Nesse caso, tal enfaixamento - nem sei se é esse mesmo o termo médico - deveria ter uma tala tal que isolasse, que tornasse opaco, dizendo mais claro, que se interpusesse entre os dois olhares, como uma parede que se coloca para separar os cômodos. No entanto, para não chamar por demais a atenção (não mais que o estritamente necessário, senão não compensaria o sacrifício) - é claro que no primeiro dia isso seria alvo de todos os comentários, maliciosos ou não - , essa situação não poderia durar mais que um certo tempo, o suficiente para ser crível a todos que um ou outro foi vítima de uma não tão grave contusão - porque se o fosse nem mesmo se poderia justificar ali a sua presença, seu lugar mais apropriado seria numa dessas UTIs da vida, ou mesmo, o que não sabemos se pior ou melhor, em uma autópsia craniana, encefálica, sei lá -, justificada por uma premeditada e coerente explicação que teria que ter uma sólida base na medicina, o que seria preciso deixar por um instante os seus estudos filosóficos e aprender alguns ensinamentos neurológicos com o escopo de aplicar tal explicação segundo parâmetros científicos.

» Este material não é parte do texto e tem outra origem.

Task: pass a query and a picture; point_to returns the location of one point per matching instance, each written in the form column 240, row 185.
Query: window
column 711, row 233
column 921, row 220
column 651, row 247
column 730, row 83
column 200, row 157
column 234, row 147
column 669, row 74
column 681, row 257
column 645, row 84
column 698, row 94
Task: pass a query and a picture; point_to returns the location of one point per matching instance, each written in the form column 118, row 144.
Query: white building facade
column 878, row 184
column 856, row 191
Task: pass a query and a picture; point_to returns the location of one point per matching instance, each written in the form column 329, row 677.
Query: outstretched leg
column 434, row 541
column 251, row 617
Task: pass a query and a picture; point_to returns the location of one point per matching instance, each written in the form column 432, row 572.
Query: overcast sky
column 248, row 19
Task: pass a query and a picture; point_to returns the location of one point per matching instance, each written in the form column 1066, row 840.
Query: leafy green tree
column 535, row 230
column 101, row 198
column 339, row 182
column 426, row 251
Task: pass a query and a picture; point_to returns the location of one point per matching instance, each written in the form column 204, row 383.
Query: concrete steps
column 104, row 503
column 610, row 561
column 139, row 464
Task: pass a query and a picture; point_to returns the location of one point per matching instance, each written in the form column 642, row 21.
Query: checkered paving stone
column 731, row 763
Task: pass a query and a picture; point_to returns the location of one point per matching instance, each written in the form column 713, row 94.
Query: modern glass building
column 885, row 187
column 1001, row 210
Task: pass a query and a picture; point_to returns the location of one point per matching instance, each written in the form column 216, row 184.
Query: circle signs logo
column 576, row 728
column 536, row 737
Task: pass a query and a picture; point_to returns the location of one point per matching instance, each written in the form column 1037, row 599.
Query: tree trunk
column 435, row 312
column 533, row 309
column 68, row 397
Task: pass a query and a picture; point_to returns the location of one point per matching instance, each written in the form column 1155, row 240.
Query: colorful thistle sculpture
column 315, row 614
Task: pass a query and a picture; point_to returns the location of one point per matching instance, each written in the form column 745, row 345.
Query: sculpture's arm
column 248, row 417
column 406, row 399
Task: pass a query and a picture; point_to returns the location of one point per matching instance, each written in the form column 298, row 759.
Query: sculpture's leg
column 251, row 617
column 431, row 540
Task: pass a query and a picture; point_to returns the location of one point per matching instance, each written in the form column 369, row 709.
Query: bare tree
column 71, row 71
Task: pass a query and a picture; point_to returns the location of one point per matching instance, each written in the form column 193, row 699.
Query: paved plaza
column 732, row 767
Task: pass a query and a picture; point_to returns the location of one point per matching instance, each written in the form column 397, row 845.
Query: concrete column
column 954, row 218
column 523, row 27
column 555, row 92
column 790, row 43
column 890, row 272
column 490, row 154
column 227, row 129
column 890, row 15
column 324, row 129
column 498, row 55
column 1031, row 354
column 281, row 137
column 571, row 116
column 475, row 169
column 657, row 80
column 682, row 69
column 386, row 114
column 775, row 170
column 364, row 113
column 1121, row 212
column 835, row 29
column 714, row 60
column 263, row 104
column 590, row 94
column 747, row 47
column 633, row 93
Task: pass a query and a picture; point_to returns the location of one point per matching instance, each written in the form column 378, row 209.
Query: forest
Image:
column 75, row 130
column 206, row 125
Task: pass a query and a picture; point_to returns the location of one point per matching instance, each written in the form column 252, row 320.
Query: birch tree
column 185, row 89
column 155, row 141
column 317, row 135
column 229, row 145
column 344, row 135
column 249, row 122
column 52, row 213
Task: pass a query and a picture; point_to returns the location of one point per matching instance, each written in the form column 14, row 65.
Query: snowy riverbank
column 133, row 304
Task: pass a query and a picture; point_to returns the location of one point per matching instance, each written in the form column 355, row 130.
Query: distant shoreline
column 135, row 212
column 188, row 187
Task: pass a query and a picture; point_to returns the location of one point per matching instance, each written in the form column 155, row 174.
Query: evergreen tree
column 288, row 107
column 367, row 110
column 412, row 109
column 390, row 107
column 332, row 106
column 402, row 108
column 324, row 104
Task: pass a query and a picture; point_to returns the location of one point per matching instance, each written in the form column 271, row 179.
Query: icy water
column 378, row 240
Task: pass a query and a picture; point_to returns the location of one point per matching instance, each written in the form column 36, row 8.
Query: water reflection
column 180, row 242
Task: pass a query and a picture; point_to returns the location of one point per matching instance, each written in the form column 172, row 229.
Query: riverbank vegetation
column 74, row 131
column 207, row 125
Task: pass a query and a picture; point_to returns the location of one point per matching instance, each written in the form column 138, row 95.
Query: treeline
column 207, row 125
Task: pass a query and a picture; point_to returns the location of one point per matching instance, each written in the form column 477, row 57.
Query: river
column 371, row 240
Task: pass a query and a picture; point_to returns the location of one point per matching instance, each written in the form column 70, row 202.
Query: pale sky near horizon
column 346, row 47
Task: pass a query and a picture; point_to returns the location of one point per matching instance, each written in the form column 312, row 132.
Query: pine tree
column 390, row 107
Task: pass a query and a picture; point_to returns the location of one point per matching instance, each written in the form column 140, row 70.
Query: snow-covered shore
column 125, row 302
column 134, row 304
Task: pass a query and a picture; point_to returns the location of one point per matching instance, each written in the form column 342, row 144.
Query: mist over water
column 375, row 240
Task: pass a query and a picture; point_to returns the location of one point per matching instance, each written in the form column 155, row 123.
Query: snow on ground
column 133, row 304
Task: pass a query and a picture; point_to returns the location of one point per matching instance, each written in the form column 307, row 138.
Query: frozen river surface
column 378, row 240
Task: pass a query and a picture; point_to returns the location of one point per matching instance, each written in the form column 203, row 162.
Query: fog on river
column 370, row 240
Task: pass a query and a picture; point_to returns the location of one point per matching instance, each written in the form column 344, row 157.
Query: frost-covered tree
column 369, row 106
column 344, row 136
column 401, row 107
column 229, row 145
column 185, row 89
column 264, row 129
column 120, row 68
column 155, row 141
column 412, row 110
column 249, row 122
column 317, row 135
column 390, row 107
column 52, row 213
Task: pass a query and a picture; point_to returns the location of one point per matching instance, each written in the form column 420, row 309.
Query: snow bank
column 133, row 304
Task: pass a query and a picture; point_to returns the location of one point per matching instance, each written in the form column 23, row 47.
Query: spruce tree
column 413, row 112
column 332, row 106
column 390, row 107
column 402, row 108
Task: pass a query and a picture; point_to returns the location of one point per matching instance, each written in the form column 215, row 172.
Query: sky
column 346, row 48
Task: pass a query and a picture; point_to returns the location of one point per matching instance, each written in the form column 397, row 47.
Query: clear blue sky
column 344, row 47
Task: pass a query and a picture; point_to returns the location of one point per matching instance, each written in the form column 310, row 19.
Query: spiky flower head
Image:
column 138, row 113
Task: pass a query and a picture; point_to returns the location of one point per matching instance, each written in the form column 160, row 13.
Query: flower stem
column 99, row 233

Seria por demais pouco convincente um ou outro dizer para os colegas e à mestra que por causa de uma dessas insuportáveis dores de cabeça, de motivo ainda desconhecido à medicina, que trata de descobrir o porquê dela, teve que colocar todo aquele aparato, semelhante àqueles a que advêm a alguém que no candomblé ou na umbanda - não sei bem -está em rito de passagem para tornar-se filho de santo. Também não seria de bom senso inventar doenças graves, como câncer no cérebro, AIDS etc.; isso só serviria para agravar ainda mais o problema, despertaria piedade, retraimento preconceitos, etc. por parte das pessoas. E depois, como justificar que o câncer ou a AIDS teve cura ao fim do período letivo? Inventando a desculpa que foi graças a um desses centros milagreiros que algumas seitas dispõem para fazer mais e mais clientes, quero dizer, mais e mais fiéis? E não pararia a dificuldade por aí. Como é que um ou outro justificaria perante todos o uso da tala que justamente serviria para, entre outras funções não justificáveis coerentemente, isolar, como se faz em casos de eletricidade para evitar curtos-circuitos, a troca de olhares entre ambos? O que não se utilizasse de toda uma artificial forma de proteger o seu olhar logo iria pensar em relação ao outro que este pretenderia, simplesmente, com toda essa parafernália, evitar o seu olhar. Não obstante, ficaria em sua indefectível discrição referente aos demais, ou seja, somente ele saberia o motivo real e isso morreria consigo. Essa tentativa vã de um proteger-se dos olhares do outro foi uma das muitas tentativas a que os dois chegaram após muito monologarem consigo mesmo, mormente no acolhimento de seus respectivos lares. As outras, por serem nimiamente estapafúrdias, nem vale a pena aqui serem mencionadas, mesmo porque haveria quem nelas não acreditasse e gastaria ainda mais papel e tinta do que o até aqui gasto; seria por demais inútil, botemos nisso uma pedra. O jeito foi mesmo encarar a situação de frente, quero dizer, evitar artifícios inócuos e deixar os olhares fluírem da maneira que o destino assim estabelecera que deveria ser.